ME: Yes, I absolutely agree. Except when there are repercussions that may go completely unnoticed. When you continue to bargain with people close to you (and in positions of authority), it works for a while, right? But eventually, those people hold you accountable to expectations and cease to deal with the bargaining trick. When this happens, it annoys you, or frustrates you, or makes you angry with those people, right? It drives a wedge into the relationship you have with those people, and you become mad at them and often don’t even recognize your own impact or influence on that relationship. Like two weeks ago when I called you out and made you miss game day for going by your own watch’s time on our Crew’s thirty minute run, stopping right at 30:00 when my watch had been started 30 seconds after. And you didn’t talk to me or have the same relationship with me for the next week and a half! I’m not saying that it didn’t hurt me, but I’m your math teacher… who did it hurt more?
BOY: Me…
ME: Because then you didn’t ask for the help you needed or try as hard in math, and then next week you had to cheat on your test. I think I am just at the point where I have seen too many people in our country go through break-ups – including people who are my age and married and get divorced – who never even realize that they are responsible for the faults in the relationships too! And that to me is just as sad as people who cheat in life or cut traffic lines.
I guess that’s a long way of me saying that I’m honestly not really that interested in even figuring out what punishment I would give you – I think it’s important that you take responsibility for this punishment, that you own it and learn from it. Because to me, it’s about more than academic integrity. It’s about creating a life for yourself that you are completely proud of and happy with, and that’s a lot more complex topic than this specific instance, but this specific instance can at least teach us something about how to get there.
I have no idea if my response was correct, or if I was paying attention to the right set of variables at the time that I made the decision. But I will identify a few things I did that I think were at least noteworthy. I was honest and raw with them, and because of it I was doing the opposite of ‘teacher bullshitting.’ I showed them I was human, that I don’t have all the answers and can’t even think of all the questions, but that I am certainly asking the questions in a way that is hopefully reducing my biases and increasing my search toward truth and contentment. I think it not only mended, but strengthened my relationships with them while at the same time justifying the punishments to them in a way that I hope will help them to grow and change.
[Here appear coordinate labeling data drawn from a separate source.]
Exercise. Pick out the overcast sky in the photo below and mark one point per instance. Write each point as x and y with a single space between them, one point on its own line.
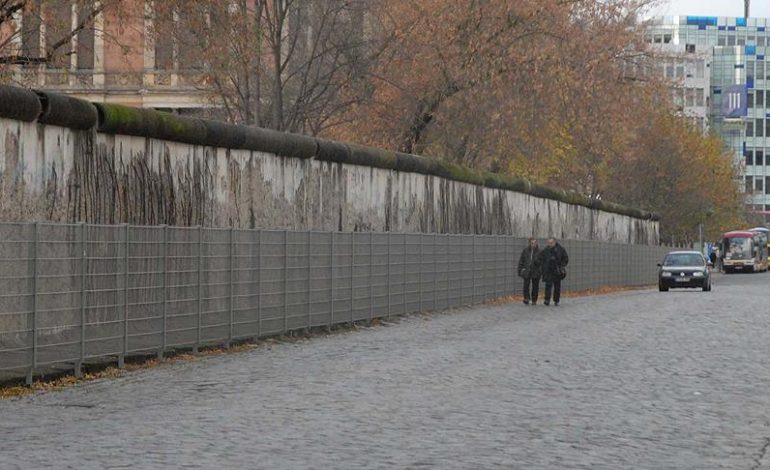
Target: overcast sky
759 8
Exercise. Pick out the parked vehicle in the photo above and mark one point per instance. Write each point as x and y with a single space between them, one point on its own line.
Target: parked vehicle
684 269
743 250
766 232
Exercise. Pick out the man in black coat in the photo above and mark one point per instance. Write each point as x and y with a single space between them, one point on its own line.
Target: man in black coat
553 260
529 270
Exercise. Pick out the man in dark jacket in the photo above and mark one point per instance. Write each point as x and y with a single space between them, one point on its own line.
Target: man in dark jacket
553 260
529 270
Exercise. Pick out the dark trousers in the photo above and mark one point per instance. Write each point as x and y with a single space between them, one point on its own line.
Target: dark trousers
554 285
531 288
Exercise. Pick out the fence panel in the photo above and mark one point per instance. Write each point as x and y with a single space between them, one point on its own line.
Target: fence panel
74 292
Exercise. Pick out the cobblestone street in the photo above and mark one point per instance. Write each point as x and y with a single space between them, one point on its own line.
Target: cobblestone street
639 379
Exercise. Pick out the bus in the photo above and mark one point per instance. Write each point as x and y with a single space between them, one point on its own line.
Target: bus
743 250
765 231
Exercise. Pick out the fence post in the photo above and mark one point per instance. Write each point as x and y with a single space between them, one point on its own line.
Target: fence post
79 363
435 269
371 276
199 306
309 271
122 357
352 268
389 246
230 291
259 283
403 278
162 349
285 281
33 261
331 277
473 268
422 260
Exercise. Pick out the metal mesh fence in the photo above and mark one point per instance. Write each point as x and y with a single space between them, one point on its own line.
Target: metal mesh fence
74 293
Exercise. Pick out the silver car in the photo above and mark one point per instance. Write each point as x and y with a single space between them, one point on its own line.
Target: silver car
684 269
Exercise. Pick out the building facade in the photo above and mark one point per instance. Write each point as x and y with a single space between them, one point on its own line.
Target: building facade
738 91
113 54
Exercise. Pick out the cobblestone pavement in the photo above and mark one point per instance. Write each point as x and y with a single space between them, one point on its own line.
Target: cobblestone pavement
632 380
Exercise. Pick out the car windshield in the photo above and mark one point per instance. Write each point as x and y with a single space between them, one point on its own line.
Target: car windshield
739 247
683 259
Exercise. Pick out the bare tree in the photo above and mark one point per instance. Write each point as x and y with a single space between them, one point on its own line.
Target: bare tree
283 64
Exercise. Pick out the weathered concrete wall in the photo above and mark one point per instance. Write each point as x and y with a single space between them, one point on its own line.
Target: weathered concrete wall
59 174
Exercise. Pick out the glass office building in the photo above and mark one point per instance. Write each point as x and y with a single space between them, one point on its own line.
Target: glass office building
735 51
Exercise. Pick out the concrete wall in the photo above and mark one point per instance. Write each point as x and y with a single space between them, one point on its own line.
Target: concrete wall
59 174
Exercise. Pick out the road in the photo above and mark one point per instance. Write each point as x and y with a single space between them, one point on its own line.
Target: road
639 379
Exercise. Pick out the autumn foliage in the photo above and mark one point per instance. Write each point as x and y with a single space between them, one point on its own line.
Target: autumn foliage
560 92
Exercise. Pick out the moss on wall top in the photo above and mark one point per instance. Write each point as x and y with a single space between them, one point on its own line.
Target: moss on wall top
19 103
25 105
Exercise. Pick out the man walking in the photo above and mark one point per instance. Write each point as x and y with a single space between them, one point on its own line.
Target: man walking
553 260
529 270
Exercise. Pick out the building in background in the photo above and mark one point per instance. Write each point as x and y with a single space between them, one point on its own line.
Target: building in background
738 93
115 58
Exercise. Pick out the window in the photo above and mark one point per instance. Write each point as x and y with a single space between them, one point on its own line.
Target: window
689 97
85 40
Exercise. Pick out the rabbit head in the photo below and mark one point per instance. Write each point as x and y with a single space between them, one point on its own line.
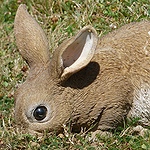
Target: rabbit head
87 82
40 102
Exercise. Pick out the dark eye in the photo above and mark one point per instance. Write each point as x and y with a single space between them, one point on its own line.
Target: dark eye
40 113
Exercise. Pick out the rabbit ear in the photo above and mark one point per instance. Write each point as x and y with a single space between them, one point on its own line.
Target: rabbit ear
77 52
30 38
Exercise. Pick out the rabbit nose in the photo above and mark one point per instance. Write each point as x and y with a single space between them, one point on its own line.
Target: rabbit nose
40 113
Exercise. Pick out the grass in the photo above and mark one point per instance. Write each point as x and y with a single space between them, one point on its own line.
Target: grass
60 20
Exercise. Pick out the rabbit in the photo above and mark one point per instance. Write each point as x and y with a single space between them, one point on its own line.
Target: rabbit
89 82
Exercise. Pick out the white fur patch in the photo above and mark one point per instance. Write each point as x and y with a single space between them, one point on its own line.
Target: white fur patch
141 104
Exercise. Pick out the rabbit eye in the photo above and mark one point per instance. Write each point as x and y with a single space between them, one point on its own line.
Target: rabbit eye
40 113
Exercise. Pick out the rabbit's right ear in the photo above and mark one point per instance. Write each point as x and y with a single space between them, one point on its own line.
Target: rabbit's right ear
30 38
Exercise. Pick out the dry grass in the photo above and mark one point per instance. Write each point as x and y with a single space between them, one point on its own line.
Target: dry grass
60 20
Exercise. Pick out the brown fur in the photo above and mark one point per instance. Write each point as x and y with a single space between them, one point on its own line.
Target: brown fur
100 94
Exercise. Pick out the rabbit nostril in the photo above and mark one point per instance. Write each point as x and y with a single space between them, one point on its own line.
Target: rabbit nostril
40 113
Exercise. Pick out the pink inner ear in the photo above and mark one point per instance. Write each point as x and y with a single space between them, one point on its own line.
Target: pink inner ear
80 48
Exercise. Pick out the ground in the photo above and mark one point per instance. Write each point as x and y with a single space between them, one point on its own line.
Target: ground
60 20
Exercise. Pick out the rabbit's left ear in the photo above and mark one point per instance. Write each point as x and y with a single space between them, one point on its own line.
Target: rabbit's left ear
77 52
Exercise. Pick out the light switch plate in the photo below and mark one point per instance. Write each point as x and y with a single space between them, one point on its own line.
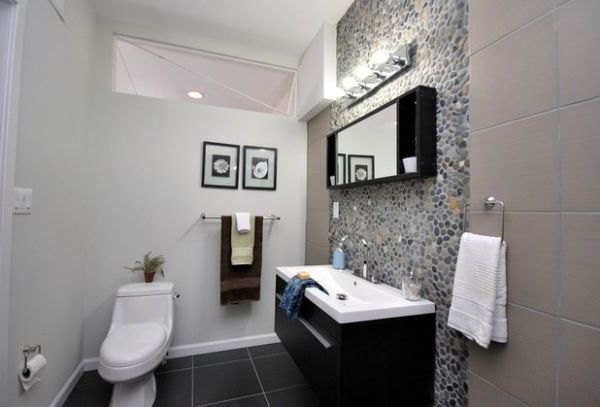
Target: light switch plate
23 201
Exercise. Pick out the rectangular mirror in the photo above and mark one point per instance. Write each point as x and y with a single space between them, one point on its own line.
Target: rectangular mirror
393 142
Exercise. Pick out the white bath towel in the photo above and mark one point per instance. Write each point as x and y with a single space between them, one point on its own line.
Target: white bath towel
242 220
479 296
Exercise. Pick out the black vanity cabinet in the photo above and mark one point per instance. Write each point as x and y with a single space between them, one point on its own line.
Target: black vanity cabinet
382 363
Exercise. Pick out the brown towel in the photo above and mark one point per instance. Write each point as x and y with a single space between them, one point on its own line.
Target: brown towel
240 283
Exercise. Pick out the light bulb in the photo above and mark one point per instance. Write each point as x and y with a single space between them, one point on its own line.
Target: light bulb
349 83
194 94
362 72
380 57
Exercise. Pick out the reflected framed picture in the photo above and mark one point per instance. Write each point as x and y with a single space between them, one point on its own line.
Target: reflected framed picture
220 165
260 168
361 167
340 174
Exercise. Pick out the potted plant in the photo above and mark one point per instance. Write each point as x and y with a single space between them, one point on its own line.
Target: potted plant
149 265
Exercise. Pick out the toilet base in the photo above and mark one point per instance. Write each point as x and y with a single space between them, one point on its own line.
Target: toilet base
137 393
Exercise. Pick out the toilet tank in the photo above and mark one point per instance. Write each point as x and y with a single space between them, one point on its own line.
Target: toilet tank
144 302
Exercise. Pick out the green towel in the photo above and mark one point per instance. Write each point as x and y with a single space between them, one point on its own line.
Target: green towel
242 244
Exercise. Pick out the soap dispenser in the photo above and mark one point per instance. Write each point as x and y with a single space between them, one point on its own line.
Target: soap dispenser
339 257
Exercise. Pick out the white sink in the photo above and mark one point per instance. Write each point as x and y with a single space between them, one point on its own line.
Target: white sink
364 301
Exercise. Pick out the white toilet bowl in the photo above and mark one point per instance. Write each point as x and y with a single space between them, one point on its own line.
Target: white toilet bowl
139 336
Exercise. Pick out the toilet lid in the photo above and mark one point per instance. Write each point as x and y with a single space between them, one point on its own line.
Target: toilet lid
132 344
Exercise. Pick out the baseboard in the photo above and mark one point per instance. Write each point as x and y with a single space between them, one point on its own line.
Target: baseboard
64 392
204 347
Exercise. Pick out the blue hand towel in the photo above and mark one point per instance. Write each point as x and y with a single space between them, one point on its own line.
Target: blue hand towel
293 294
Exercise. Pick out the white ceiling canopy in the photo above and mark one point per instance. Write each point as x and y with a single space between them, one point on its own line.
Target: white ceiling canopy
167 72
283 27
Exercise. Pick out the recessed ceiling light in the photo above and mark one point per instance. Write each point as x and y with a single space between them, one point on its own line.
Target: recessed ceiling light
194 94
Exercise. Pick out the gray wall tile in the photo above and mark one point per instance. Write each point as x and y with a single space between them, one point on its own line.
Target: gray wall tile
578 52
526 365
493 19
533 244
579 381
515 77
518 163
483 394
580 298
580 156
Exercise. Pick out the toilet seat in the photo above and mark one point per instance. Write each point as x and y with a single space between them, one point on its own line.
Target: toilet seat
132 344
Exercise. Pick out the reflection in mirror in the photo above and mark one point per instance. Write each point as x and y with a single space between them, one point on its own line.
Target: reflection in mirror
368 148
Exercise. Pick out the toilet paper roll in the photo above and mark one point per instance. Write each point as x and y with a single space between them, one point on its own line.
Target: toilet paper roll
34 366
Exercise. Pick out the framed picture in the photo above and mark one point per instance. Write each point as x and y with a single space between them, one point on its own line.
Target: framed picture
220 165
260 168
361 167
340 174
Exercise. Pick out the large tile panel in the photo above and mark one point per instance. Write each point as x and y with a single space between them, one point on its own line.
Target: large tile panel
491 20
533 244
518 163
515 77
581 274
578 52
580 156
483 394
526 365
579 383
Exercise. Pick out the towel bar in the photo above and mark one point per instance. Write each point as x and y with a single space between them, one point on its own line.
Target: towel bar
204 216
489 203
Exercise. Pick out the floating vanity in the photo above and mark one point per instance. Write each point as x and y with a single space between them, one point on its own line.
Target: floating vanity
371 348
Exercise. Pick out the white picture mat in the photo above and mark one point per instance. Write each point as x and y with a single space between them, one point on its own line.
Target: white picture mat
220 150
269 180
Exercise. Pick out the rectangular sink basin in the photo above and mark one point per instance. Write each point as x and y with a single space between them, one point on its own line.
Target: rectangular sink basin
364 301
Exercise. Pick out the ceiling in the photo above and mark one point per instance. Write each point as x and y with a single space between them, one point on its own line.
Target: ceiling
283 27
166 72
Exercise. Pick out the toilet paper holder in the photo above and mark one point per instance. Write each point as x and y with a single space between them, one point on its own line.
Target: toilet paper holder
27 351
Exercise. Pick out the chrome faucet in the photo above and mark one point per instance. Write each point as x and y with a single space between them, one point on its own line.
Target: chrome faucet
365 269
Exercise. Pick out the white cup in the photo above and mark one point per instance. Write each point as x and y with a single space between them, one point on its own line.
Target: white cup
410 164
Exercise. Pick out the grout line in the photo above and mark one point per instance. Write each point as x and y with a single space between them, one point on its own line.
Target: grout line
258 377
517 30
233 399
498 388
559 269
556 109
288 388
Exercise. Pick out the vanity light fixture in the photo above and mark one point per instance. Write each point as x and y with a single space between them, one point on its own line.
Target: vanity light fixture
194 94
383 66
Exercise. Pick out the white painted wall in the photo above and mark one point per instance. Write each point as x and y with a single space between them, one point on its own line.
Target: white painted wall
317 73
47 273
144 194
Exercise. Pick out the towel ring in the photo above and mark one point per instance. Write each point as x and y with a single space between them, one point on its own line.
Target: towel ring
489 203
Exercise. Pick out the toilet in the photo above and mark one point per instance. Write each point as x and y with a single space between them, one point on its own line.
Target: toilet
140 334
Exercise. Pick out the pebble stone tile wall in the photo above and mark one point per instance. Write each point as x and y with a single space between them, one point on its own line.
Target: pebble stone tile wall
413 225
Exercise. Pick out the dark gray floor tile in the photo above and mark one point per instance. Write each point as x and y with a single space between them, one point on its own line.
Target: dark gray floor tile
91 377
258 351
252 401
278 371
220 357
174 389
302 396
175 364
91 395
224 381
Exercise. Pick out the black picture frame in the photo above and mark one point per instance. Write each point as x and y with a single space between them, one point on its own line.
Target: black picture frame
220 163
259 169
340 174
361 162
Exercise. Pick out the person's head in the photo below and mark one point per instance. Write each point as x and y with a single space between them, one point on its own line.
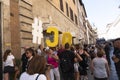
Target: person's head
67 46
29 52
116 43
100 52
37 65
40 47
6 53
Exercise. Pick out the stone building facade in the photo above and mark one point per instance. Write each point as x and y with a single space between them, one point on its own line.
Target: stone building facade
18 16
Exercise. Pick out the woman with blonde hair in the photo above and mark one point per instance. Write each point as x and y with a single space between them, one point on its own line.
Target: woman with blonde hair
99 66
9 62
36 69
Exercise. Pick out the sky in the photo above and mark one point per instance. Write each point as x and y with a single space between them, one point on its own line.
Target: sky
102 12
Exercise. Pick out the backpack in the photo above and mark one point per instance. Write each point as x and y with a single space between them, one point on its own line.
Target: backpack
66 64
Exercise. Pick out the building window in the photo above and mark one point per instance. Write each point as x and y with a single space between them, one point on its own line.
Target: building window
76 21
74 1
71 14
61 5
67 11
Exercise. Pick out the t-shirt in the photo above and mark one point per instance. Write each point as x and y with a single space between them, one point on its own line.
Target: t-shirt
26 76
9 60
99 67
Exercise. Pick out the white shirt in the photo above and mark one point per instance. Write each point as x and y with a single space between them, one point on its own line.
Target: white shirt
39 52
26 76
9 60
99 67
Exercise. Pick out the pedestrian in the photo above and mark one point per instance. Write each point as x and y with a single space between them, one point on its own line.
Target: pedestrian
24 60
30 53
77 59
107 51
84 63
40 49
52 59
36 69
9 65
116 56
67 63
99 66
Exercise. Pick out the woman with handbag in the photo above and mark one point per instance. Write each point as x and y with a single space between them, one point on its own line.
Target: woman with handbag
36 69
9 68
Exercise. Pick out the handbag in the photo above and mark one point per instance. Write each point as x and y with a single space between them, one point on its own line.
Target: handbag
9 69
37 76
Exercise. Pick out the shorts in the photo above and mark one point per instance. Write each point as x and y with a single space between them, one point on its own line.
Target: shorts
9 69
76 65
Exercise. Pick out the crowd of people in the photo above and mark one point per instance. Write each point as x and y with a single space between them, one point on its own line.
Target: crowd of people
68 62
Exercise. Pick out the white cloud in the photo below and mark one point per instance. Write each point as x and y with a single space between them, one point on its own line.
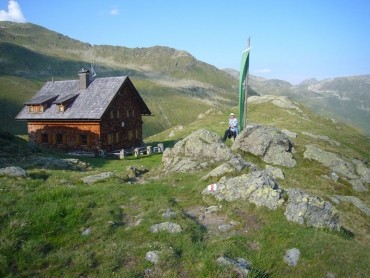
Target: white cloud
263 71
114 11
14 13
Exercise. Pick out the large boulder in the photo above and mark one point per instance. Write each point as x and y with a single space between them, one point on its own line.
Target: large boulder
195 152
258 187
231 167
269 143
357 174
311 210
I suppose only time will tell if my choice was a good one.
Footnotes:
*I am in my thirties, and thus consider myself to be right at the inflection point of these changing styles. I still had a lot of structure and did a lot of rule-following, but I also experienced a good amount of choice and autonomy.
** I was also right in between my father’s goals and the goals of my students – I had a pretty good life and wasn’t just trying to not have to worry about money all the time, but yet I still wanted to find more in my life as well (specifically in terms of finding meaning).
Updates:
In the week since this incident occurred, the student I was interacting with in the final portions of the conversation asked if I wanted to go skiing with him. We met that weekend at A-Basin and ripped some laps on Pali, Zuma Cornice, and in the Beavers. It was great. The next Monday, after an entire year of battles refusing to lock his phone away in a Yond’r Bag, my friend and colleague Eric told me that he came in and immediately locked his phone away for the day. This continued all week. Eric’s take was that positive relationships (we are our authentic selves, actually LIKE our students, but also hold high expectations and measures of accountability) work. Given my extreme ‘consciousness,’ let’s call it, about technologies, it seems that his analysis is a likely explanation. But who knows?